Case ID: mass_133/html/0381-01.html
Source: Caselaw Access Project
Author: {"author": "Devens, J.", "license": "Public Domain", "url": "https://static.case.law/"}
Date Created: 2024-08-24T03:29:51.129683

Commonwealth vs. Susan E. Hopkins.
    Hampshire.
    Sept. 19.
    — 28, 1882.
    Endicott, Lord & Field, JJ., absent.
    A complaint for keeping- a disorderly house may he maintained by proof that only one person in the neighborhood or community was disturbed or annoyed, if the acts done were of such a nature as tended to annoy all good citizens.
    A married woman may be convicted of keeping a disorderly house, if she acts of her own free will and without any coercion by her husband.
   Devens, J.

This is a complaint for keeping a “common, ill-governed and disorderly house.” The defendant requested the judge to instruct the jury, that the offence complained of “must be such an inconvenience and troublesome offence as annoyed the whole community in general, and not merely some particular person.” If by this it was contemplated that actual annoyance must be proved to have been occasioned to more than one particular person, it was incorrect. It was sufficient if the acts of disorder, shown to have been committed or permitted by the defendant in the management of her house, were of such a nature as tended to annoy all good citizens, and did in fact annoy any one. Commonwealth v. Oaks, 113 Mass. 8. Such was the instruction given in substance. The presiding judge did not, as the defendant contends, instruct the jury merely, “ that, if one person in the neighborhood or community was disturbed or annoyed, that was sufficient; ” but added thereto, and as a part of the same sentence, “ that the defendant might be convicted, provided the other circumstances necessary to constitute the offence appeared.”

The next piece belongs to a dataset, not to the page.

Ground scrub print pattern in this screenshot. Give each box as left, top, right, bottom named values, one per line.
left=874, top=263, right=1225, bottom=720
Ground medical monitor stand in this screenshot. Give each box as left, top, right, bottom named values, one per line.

J. B. O'Donnell, for the defendant.

C. H. Barrows, Assistant Attorney General, for the Commonwealth.

As the bill of exceptions concedes that the offence was clearly defined to the jury in all material points, other than those objected to, and as the instruction contemplates not only that one person shall have been actually annoyed, but that the other circumstances necessary to constitute the offence shall appear, the defendant was thus to be convicted only upon proof of actual annoyance to one person by acts of disorder of such a character, and under such circumstances, as would tend to annoy all persons similarly situated. To this instruction the defendant had no just ground of objection, and it was all that the case required.

Whether in offences relating to domestic matters and the government of the house, in which the wife may be supposed to have a principal share, the law presumes that the wife acts under the coercion of the husband when in his presence, need not be discussed. 1 Hawk. P. C. c. 1, § 12. Dixon's case, 10 Mod. 336. Roscoe’s Crim. Ev. (7th Am. ed.) 986. Commonwealth v. Lewis, 1 Met. 151. Assuming this to be so, the instruction on this part of the case was sufficiently favorable to the defendant. There is certainly no such presumption that may not be rebutted. The instructions treated the acts done by the defendant when in the presence of the husband as being prima facie under his coercion, and compelled the prosecution to prove that, in keeping and maintaining the house, she did so of her own free will and without coercion by him. Commonwealth v. Lewis, ubi supra. Commonwealth v. Lagan, 103 Mass. 71. Exceptions overruled.